Пражские друзья моего поэтического творчества, весьма заинтересованные вопросами русско-чешского сближения и ценящие мои переводы из чешских поэтов, а в частности из Врхлицкого, прислали мне вырезку из журнала «Славия», статью преобширную профессора Евгения Ляцкого* «О переводах вообще и русском переводе стихов Я. Врхлицкого в частности».

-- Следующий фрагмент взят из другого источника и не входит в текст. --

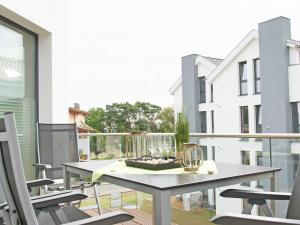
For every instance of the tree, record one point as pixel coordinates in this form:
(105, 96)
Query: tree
(166, 118)
(96, 119)
(146, 117)
(126, 117)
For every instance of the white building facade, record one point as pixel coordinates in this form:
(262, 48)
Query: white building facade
(254, 89)
(33, 67)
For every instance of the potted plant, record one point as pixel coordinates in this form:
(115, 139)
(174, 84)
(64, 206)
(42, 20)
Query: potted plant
(182, 133)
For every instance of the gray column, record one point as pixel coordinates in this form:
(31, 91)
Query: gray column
(191, 91)
(274, 61)
(276, 108)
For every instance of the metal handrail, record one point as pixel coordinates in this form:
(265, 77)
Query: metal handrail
(210, 135)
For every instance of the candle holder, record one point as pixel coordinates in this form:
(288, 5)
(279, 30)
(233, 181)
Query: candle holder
(192, 157)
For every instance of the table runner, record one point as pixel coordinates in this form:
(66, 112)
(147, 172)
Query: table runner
(119, 167)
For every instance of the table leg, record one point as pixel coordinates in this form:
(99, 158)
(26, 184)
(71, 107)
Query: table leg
(275, 186)
(67, 178)
(161, 208)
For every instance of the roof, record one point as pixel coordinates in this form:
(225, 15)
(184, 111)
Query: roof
(212, 62)
(215, 61)
(76, 110)
(253, 34)
(293, 43)
(83, 127)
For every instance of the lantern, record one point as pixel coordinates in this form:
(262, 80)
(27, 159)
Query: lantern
(192, 157)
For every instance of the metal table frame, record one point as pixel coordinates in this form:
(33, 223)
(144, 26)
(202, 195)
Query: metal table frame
(161, 197)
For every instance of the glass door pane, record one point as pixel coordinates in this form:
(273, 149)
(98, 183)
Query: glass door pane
(17, 86)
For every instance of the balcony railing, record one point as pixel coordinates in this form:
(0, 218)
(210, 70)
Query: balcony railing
(277, 150)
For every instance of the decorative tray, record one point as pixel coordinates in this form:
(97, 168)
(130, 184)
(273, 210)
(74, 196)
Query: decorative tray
(153, 163)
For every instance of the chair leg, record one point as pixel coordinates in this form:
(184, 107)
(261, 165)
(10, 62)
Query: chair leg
(97, 199)
(267, 211)
(42, 175)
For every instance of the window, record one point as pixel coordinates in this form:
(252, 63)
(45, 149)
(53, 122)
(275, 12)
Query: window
(18, 63)
(211, 93)
(244, 119)
(243, 78)
(212, 114)
(258, 122)
(213, 149)
(259, 162)
(256, 64)
(204, 150)
(295, 162)
(202, 90)
(296, 117)
(203, 127)
(245, 160)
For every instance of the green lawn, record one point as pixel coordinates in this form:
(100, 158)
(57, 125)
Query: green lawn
(179, 216)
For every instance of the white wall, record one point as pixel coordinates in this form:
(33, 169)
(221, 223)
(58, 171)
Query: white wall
(177, 100)
(47, 18)
(294, 82)
(226, 94)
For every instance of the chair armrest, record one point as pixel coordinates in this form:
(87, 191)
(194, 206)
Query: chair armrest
(105, 219)
(50, 195)
(55, 200)
(39, 182)
(42, 166)
(39, 197)
(255, 195)
(238, 219)
(3, 206)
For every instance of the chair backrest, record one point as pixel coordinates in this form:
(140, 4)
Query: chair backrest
(57, 144)
(12, 176)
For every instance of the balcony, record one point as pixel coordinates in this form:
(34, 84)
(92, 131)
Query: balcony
(276, 150)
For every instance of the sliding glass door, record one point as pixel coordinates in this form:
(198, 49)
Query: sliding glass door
(18, 85)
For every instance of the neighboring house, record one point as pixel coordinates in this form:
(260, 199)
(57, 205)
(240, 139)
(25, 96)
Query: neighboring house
(254, 89)
(33, 67)
(76, 115)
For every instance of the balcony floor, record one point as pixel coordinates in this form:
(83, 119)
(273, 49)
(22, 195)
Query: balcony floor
(141, 218)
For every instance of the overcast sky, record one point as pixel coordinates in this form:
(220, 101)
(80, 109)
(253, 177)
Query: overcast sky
(130, 50)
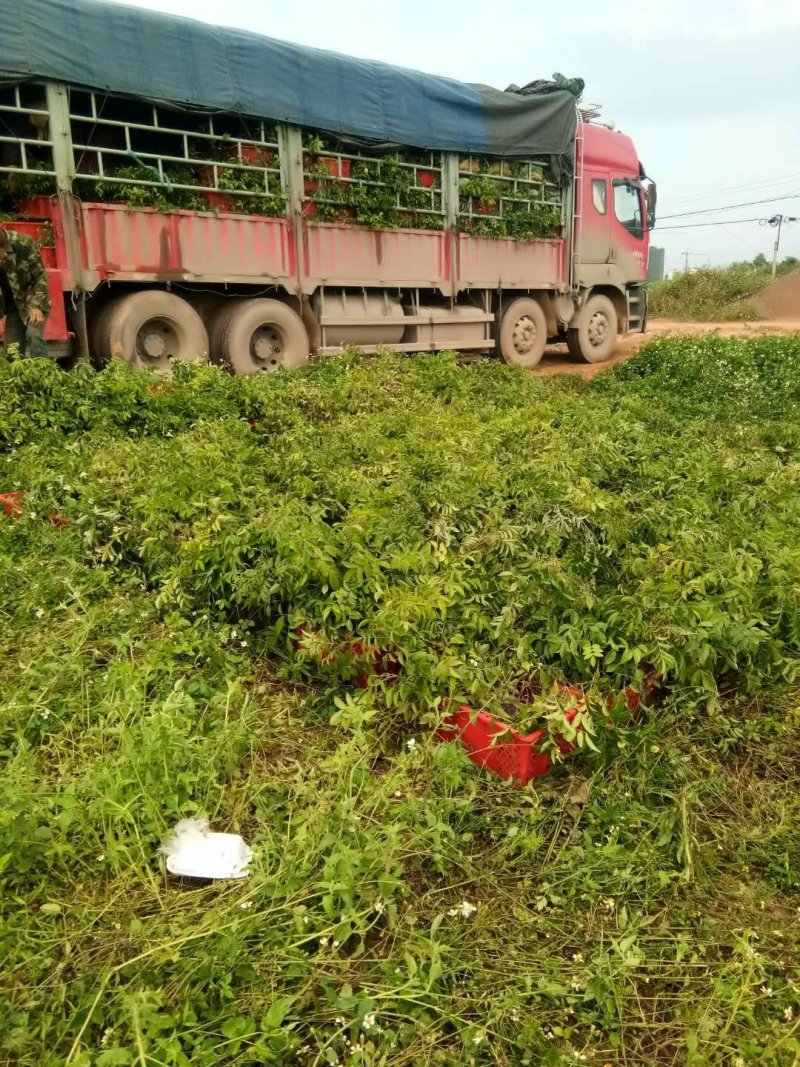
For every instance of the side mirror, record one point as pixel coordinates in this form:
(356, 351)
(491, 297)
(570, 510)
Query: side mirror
(652, 196)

Обвинения бывают справедливые и несправедливые. Несправедливо обвинение, когда обвиняющий возводит свой личный вкус и свое личное мнение в степень безусловного закона, не доказывая, что его личное есть безусловно общее. Но, если при этом обвиняющий чистосердечен, это еще малая беда. Однако обвинения бывают также добросовестные и недобросовестные, умышленно злостные. Недобросовестно обвинение, когда обвиняющий опирается в своей доказательности на явно неверные примеры и подтасовываемые данные. Пусть же судит читатель, как надо определить обвинения, взводимые г. Ляцким. Он судит меня за вольные, слишком вольные, поэтические передачи стихов иноземных поэтов, он указывает целый ряд уклонений от текстов, считая их то ошибками, то умышленными искажениями. Как пример хороших переводчиков он противопоставляет мне разных поэтов, начиная с Лермонтова. Почему забыл он начать с общепризнанного лучшего русского поэта-переводчика и поэта создателя перепевов Жуковского? Да просто потому, что это убийственный аргумент против его аргументации. Он умышленно забыл его, ибо Жуковский как раз обращался весьма часто с подлинниками совершенно свободно, и Жуковский — довод в мою пользу, а не мне во вред. Но возьмем пример, приводимый им из Лермонтова. Он приводит по-немецки знаменитое стихотворение Гейне «Сосна», приводит русскую его передачу Лермонтова и восклицает: «какое величайшее слияние… Лермонтов оказался конгениальным Гейне». Пусть же читатель вспомнит и слова Гейне и слова Лермонтова.
Я подчеркиваю те слова Лермонтова, которых в подлиннике нет. Но именно они-то и составляют всю красоту перепева Лермонтова. Если бы г. Ляцкий был последователен, он должен был бы сказать: «Неверная передача, искажение, разжижение, никуда не годный перевод». Он же восхваляет его аргументативно, но аргументация фальсифицирована. Лермонтов совершенно не конгениален с Гейне, и его перевод вольный. Но там, где Гейне говорит детски-простыми, неукрашенными, а лишь беглым рисунком означающими словами, где он говорит почти прозой, где он создает простодушную серенькую, сумеречную песенку, Лермонтов с своим могучим даром ухватывать, как барс, и вещать, как пророк Востока, создал из детской игрушки Гейне дамасский клинок. Как перевод — это и так и сяк. Как создание — это недосягаемая высота. Но ведь речь идет о переводах вообще. Итак? Почему бы, речь заведя о Лермонтове, не привести другой уничтожительный для меня пример магистерского переводческого дара Лермонтова? Как известно, он «перевел» также еще более знаменитые строки Гёте «Горные вершины». И там, где у Гёте на всех вершинах тишина, на всех высотах покой, у Лермонтова горные вершины спят во тьме ночной, то есть, вместо глубокой философской мысли, само собою разумеющаяся, нимало не выразительная описательность. И там, где у Гёте на лесных вершинах едва уловишь хоть одно дуновение, и птички заснули в лесу, у Лермонтова не пылит дорога, о которой Гёте не упоминает, и не дрожат листы. Слабо, слабо, как перевод совсем слабо, г. Ляцкий. Но так хороши «Горные вершины» Лермонтова в то же время, что, будучи русским и будучи безмерным также почитателем Гёте, я иногда считаю, что текст Гёте лучше, иногда предпочитаю текст Лермонтова.